I’ve regularly commuted London/Lille. In one case, both ways the same day. I’ve never thought of using Eurostar. Mostly I drove. The convenience of the car was greater than the train because you have to get to & from your destinations at each end & the odd couple of hours in between were the least of my problems.
That 20 minutes saving is eaten up in waiting for the bus to get to the railway station in the first place. Instead of, eg:
Leave house 6:50
Bus leaves 7:00
Get to station 7:20
Train leaves 7:30
Train arrives 9:30
Bus leaves 9:45
Get to destination 10:45
It would be:
Leave house 6:50
Bus leaves 7:00
Get to station 7:20
Train leaves 7:30
Train arrives 9:10
Run for 9:15 bus, miss it
Bus leaves 9:45
Get to destination 10:45
It would only work if things were like Hong Kong and people actually lived and worked *at* the railway station at each end.
BIS,
This is a perennial problem with train talk. Media/politicians/trainspotters think in terms of people being right in the centre of London and going right to the centre of some city. And some do, but a lot of people are living out in the suburbs of St Albans or Reading, and then maybe aren’t going to Paris but a business park somewhere around the Peripherique. And once you have to connect into St Pancras or Gare du Nord, train can be a lot slower than car.
Probably too late to get China to build the Very Fast Train for you , They have 46,000 kilometres built . Took them 10 years, I have used the system a few times, very efficient…A Google search may be interesting, for showing what can be done.

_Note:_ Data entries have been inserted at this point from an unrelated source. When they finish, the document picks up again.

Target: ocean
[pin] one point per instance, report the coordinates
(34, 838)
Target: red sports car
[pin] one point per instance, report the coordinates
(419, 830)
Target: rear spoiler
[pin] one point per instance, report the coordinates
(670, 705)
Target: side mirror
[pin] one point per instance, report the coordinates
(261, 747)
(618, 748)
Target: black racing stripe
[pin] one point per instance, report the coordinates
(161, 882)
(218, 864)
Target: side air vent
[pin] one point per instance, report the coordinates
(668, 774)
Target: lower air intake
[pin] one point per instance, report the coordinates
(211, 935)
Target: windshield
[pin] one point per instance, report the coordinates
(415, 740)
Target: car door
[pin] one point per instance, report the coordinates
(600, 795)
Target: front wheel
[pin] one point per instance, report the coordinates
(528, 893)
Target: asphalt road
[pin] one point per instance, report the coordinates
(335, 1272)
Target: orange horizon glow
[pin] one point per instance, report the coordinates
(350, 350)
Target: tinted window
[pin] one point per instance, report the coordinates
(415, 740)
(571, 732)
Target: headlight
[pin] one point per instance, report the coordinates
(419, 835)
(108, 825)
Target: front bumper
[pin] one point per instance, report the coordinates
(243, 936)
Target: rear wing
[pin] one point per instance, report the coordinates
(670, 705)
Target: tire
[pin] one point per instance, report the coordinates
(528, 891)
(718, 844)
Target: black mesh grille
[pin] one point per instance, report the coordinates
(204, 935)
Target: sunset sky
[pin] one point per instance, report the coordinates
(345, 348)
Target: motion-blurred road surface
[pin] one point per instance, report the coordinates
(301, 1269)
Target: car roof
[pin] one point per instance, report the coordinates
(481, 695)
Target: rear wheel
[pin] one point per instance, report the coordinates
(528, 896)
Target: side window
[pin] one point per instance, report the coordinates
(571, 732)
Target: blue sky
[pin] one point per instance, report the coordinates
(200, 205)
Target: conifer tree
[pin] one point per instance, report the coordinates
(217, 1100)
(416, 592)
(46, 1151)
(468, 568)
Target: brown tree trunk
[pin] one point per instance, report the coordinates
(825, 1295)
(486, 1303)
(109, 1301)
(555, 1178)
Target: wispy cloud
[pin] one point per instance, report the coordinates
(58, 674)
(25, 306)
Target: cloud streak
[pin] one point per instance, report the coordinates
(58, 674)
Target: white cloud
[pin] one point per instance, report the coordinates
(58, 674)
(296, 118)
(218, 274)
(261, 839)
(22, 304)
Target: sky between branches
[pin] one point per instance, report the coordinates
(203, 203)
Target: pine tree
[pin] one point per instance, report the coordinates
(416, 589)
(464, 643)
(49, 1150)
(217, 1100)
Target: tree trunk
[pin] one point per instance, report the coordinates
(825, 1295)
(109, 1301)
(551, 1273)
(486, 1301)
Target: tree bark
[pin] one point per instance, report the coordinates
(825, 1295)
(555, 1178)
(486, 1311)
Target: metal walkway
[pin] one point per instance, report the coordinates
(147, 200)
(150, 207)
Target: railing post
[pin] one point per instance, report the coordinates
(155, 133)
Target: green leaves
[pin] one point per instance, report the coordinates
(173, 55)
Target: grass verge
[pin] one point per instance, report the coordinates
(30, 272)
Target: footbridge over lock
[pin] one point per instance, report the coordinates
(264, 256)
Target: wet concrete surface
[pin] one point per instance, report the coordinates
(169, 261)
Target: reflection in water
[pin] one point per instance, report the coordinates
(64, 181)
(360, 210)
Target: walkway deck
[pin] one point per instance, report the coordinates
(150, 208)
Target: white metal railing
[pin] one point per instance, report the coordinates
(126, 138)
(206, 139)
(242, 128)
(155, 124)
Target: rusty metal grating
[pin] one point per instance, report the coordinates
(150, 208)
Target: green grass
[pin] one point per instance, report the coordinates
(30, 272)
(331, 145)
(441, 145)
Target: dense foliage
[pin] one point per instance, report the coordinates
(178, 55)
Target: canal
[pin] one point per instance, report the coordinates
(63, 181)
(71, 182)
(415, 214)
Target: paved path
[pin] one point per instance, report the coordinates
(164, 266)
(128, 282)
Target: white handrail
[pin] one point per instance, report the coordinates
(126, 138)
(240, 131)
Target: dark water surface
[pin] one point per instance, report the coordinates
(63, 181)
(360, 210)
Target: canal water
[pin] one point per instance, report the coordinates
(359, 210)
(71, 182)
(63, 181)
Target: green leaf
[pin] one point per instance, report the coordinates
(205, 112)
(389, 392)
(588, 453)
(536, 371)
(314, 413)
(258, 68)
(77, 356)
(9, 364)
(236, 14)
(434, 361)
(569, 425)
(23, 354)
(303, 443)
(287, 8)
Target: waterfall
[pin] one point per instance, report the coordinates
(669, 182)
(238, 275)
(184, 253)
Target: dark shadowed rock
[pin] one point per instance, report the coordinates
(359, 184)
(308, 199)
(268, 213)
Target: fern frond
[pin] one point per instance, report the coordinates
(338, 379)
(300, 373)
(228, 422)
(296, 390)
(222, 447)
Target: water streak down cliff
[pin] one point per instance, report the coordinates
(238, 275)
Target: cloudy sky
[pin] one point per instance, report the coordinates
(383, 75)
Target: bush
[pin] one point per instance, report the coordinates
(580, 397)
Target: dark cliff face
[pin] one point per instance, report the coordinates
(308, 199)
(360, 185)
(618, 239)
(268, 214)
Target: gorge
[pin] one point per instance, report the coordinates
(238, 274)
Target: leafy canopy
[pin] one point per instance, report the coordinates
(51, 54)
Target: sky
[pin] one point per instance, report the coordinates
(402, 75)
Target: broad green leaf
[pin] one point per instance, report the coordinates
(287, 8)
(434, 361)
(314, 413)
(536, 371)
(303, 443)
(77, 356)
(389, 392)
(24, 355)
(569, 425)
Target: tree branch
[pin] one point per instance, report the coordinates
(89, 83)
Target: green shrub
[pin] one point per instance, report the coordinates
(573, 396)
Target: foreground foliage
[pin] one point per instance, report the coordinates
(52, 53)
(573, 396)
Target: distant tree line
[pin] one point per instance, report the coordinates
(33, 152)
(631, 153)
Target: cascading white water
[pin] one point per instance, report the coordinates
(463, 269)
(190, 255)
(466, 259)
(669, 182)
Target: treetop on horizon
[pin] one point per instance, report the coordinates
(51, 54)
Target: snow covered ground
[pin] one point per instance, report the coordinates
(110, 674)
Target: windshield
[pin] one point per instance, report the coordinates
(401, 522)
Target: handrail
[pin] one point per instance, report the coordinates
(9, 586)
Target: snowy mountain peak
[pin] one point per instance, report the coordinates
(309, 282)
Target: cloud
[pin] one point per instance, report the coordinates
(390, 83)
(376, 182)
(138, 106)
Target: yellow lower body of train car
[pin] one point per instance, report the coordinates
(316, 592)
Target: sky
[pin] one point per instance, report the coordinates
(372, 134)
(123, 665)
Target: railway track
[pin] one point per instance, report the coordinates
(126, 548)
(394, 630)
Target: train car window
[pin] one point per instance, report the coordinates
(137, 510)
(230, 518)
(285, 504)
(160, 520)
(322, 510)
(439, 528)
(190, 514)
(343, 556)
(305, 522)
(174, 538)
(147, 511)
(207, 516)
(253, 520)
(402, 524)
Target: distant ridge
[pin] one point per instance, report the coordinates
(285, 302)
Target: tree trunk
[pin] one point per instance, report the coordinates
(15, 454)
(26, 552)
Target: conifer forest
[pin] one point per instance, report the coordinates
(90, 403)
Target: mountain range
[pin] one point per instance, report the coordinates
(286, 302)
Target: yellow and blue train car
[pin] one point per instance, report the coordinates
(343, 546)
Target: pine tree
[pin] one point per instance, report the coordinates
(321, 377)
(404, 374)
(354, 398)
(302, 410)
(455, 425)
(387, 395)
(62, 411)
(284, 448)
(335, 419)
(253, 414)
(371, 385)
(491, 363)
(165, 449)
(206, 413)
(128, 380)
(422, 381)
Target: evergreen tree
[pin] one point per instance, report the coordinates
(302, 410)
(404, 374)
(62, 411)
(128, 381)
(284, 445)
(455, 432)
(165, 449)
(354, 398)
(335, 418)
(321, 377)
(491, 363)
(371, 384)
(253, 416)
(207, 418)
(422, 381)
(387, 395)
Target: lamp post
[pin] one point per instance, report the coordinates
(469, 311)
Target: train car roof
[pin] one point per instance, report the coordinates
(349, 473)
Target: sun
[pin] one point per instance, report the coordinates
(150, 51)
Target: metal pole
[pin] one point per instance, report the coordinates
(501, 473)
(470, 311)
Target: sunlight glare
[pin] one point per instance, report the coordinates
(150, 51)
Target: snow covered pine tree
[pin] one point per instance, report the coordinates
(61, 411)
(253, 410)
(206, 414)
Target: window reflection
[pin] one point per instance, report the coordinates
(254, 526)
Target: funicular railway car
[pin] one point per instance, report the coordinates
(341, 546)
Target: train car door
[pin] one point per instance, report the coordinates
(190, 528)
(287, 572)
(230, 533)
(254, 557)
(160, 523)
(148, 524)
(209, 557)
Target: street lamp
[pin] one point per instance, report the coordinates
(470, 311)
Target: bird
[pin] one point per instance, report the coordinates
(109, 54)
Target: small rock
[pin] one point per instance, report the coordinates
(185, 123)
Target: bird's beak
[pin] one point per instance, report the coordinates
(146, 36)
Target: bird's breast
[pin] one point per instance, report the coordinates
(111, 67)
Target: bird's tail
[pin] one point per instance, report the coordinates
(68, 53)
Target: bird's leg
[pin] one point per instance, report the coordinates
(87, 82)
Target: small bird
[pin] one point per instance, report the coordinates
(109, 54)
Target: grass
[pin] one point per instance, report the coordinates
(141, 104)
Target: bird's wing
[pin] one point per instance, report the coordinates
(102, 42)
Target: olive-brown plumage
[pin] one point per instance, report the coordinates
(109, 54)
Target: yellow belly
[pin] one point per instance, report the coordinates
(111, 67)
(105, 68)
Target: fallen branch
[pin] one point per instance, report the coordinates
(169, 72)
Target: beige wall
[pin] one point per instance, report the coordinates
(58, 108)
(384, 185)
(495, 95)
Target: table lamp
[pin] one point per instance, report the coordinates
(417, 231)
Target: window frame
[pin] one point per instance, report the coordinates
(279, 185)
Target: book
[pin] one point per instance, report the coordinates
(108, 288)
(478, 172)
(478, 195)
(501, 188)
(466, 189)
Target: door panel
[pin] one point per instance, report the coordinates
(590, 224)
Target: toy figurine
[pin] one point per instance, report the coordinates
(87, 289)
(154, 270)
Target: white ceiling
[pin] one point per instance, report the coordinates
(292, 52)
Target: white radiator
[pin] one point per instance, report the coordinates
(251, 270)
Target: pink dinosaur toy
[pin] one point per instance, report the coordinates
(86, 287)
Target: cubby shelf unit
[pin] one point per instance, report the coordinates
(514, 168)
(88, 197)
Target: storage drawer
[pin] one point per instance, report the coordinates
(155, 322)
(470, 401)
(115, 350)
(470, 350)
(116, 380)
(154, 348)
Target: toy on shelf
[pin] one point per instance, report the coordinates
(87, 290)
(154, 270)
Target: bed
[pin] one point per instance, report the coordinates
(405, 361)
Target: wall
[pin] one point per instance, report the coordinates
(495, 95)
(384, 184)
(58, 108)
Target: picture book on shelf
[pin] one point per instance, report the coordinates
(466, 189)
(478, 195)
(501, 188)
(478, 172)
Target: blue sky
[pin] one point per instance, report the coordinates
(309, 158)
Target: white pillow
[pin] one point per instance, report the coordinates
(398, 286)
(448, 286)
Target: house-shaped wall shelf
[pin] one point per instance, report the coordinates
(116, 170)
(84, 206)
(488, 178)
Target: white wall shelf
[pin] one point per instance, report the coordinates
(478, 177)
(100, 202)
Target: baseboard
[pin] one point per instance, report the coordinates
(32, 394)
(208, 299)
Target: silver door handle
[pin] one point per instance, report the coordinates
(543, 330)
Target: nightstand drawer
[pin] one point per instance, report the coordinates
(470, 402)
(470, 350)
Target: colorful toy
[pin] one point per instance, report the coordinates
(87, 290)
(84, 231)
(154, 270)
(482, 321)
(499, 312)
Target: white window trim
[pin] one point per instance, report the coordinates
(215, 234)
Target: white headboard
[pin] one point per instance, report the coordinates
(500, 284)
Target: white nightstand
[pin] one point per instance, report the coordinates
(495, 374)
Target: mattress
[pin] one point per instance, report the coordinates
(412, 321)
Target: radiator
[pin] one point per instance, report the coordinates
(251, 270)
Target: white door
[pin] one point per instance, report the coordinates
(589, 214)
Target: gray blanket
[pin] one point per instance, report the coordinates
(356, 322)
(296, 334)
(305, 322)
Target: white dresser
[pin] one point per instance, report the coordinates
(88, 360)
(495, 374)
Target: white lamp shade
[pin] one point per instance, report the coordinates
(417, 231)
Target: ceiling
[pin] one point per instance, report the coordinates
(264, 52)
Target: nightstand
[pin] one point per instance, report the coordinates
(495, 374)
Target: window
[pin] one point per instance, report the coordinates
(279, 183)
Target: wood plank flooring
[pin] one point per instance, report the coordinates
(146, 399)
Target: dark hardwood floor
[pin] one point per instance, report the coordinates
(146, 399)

British know-how. It’s impressive.
Only one set of doors per carriage?!?
What happened to elfnsafety?
If there is a fire between you and the only set of doors …
@Jimintheantipodes
Even if you just stumped up cash for the Chinese to come over and do it, gave them an exemption on paying minimum wage to their staff they brought over here, etc, etc… still not gonna get done cheaply. Because they wouldn’t apply Chinese planning laws to getting the thing built. Would have to have all the environmental assessments, the planning enquiries, the court cases. The problem isn’t that British engineering companies don’t know how to build, for example, a tunnel. But might not have needed to build so many expensive tunnels as part of the process had there not been so much heed paid to environmental and visual considerations.
@Jimintheantipodes
Guess how they’re going to find out which sections are tofu dreg.
I don’t think trains should have any doors.
Passengers getting on and off, cluttering the place up.
Bastards.
Helluva way to run a railroad.
Do not give me any of that”tofu dregs” nonsense.. British engineering is not all that wonderful now. I speak as a ma who owned a LandRover Discovery, for eighteen miserable trouble filled months.
Jim: I’ve spent the afternoon trawling through job vacancies, and noticably huge amount of them are management. Team Lead this, Project Management that. Where are all the “doing” jobs? This is the JobCentre website with job=”*”. Who the **** are these people managing? I think we’re approaching a Management Event Horizon. We’ll have an entire country either unemployed because they aren’t managers, or employed as managers desperately screeching that they can’t find any workers and MOAR!!!!!! IMMIGRANTS NOW!
Well, if you spent 18 months with a British car I can see why tofu dreg high speed rail wouldn’t bother you much.
Dennis, have a look ata map of Australia, Find Cameron’s Corner then Oodnadatta Track Two of several places my Built in England vehicle broke down……not a lot in the way of roadside service there.There is a very good reason everyone out there drive Toyota’s, maybe the odd Patrol, Apart from serious breakdowns, having a/c fail, and your mates in Toyota’s laugh at your unfortunate choice of vehicles while they are cool and comfortable is no fun .
The line from the HS2 fans these days is, “It was never about shorter journey times; it’s ackshully for freeing up capacity on the WCML”. So using ordinary trains on it would do that just as well, no?